UEFA welcomed the Council’s approval of a resolution on the key features of a European sports model, describing it as a rejection of “closed competitions” like the Super League.
The key features of a European sports model should include a pyramidal structure, one federation per sport, solidarity with lower-tier levels in addition to the promotion of open competition, the Council said.
“This resolution comes against the backdrop of increasing commercialisation of professional sport, which is making sport increasingly profit-oriented,” a Council statement said.
“Although this contributes to the creation of financial resources for a greater number of athletes, it is not without risk for the values of sport.
“The resolution considers that sport should be based on values such as good governance, safety, integrity, solidarity and the health and safety of athletes.”
The Super League was launched with 12 founder members – including the Premier League’s ‘Big Six’ – in April but had collapsed within 72 hours amid fan outrage and opposition from FIFA, UEFA and even the British Government.
One of the major criticisms was the closed nature of the competition – 15 founder members would be protected from relegation and joined by five extra clubs per season.

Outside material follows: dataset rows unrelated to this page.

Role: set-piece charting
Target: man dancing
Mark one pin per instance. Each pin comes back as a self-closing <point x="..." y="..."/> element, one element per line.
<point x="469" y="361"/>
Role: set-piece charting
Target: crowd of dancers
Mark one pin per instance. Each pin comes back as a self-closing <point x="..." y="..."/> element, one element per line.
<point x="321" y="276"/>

The clubs who still support the concept of the Super League – Barcelona, Juventus and Real Madrid – are involved in a legal battle with UEFA.
They succeeded in securing an injunction from a Madrid court preventing UEFA from sanctioning the clubs involved.
The same court has asked the European Court of Justice to establish whether UEFA and FIFA breached EU competition law in blocking the creation of the league, and trying to sanction its members.
In reaction to the Council resolution, UEFA president Aleksander Ceferin said: “This is a landmark statement of intent from the EU member states; there can be no doubt left that Europe and European sport will succeed in protecting and promoting our European Sport Model.
“We now have a long-term plan of action at the European level to defend a values-driven, socially embedded, and open vision of European sport.
“With this backing for our model, European football will continue to be the leading example of this.”
Sources close to the Super League remain confident of succeeding in the action against UEFA and say plans are being worked on for a new competition with open promotion and relegation, and based on performance in domestic leagues.